Er hat direkt reagiert. Er hörte auf, nahm mich in den Arm, fragte, ob wir komplett aufhören sollen, band mich nach einem „ja“ meinerseits los und brachte mich zum Kuscheln auf das nahegelegene Bett. Und auch weiterhin kümmerte er sich noch ziemlich schön um mich.

Ich habe mir nie vorstellen können, dass eine Situation, in der ich ein Safeword benutze, im Nachhinein so schön sein kann. Tatsächlich bin ich der Überzeugung, dass das das Beste war, was mir am Anfang mit ihm passieren konnte. Das hat das Vertrauen direkt um ein Vielfaches gestärkt. Zu realisieren, dass das die normale Reaktion sein sollte, hat gleichzeitig auch ziemlich weh getan.

Alles in allem bin ich sehr stolz und dankbar, dass ich diese ausnahmslos positive Erfahrung machen durfte.

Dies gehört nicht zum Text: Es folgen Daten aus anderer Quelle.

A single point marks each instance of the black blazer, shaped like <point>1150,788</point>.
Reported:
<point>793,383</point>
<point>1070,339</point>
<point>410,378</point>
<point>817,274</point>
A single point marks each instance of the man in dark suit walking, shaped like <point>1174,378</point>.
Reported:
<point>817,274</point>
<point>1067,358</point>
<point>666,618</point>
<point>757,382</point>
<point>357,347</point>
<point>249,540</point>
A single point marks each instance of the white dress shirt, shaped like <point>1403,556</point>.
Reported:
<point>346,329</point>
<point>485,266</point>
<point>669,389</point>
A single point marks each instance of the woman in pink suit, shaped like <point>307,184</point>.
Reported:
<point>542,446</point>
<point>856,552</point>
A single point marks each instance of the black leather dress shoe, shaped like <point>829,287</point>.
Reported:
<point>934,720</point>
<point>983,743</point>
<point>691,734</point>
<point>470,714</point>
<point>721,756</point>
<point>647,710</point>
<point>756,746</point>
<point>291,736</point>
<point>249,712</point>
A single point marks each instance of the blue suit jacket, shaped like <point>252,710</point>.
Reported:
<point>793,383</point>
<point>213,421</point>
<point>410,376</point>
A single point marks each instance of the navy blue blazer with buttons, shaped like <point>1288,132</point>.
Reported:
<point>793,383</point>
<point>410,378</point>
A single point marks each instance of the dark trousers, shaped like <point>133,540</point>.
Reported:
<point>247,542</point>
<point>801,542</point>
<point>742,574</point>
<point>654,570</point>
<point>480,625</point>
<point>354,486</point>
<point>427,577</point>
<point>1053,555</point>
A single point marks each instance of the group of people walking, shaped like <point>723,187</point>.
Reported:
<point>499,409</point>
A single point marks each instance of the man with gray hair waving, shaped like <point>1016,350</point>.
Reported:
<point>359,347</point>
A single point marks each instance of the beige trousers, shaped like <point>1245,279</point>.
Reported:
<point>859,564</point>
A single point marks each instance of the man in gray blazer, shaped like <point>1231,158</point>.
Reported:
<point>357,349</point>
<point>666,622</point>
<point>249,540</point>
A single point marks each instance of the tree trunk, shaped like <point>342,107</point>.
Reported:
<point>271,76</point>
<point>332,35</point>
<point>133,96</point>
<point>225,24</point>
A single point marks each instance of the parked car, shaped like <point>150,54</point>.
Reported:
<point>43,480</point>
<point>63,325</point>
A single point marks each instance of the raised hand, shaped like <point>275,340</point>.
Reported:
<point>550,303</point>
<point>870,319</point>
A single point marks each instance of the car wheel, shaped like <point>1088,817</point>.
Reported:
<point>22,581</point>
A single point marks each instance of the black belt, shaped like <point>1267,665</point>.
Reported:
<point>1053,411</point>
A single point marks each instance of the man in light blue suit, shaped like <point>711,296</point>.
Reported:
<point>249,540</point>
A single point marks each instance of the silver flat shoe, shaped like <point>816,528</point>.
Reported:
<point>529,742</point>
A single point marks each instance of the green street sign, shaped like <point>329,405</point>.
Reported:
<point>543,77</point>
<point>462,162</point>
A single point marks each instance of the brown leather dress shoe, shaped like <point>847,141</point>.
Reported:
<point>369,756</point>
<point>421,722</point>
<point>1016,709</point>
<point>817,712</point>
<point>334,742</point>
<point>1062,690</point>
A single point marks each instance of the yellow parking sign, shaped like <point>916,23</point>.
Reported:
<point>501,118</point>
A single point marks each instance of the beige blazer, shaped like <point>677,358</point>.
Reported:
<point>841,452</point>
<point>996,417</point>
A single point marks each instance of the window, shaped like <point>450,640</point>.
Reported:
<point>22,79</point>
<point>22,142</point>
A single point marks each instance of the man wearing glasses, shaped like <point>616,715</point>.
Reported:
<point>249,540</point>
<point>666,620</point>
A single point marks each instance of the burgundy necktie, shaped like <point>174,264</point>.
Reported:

Dass Top Reaktionen von Bottom erkennen und deuten kann, halte ich für einen unumgänglichen Bestandteil einer Session. Trotzdem bin ich der Meinung, dass ein Safeword zur Notfall-Absicherung dazu gehört und mittlerweile bin ich auch in der Lage es zu nutzen. Üben ist und bleibt dennoch eine gute Idee. Vielleicht nicht unbedingt genau so, wie meine Therapeutin es vorschlug, aber so, wie es sich für mich am besten anfühlt.

Danke dir Madleene für’s Teilen deiner Erfahrung, ich denke du kannst anderen damit ein gutes Vorbild sein! Ansonsten bewegt Madleene sich größtenteils in der Ruhrgebiets-Szene. In einem kinky bis nerdy Umfeld fühlt sie sich am wohlsten und ist der stolzen Überzeugung, dass sie damit eines der ultimativen Klischees erfüllt.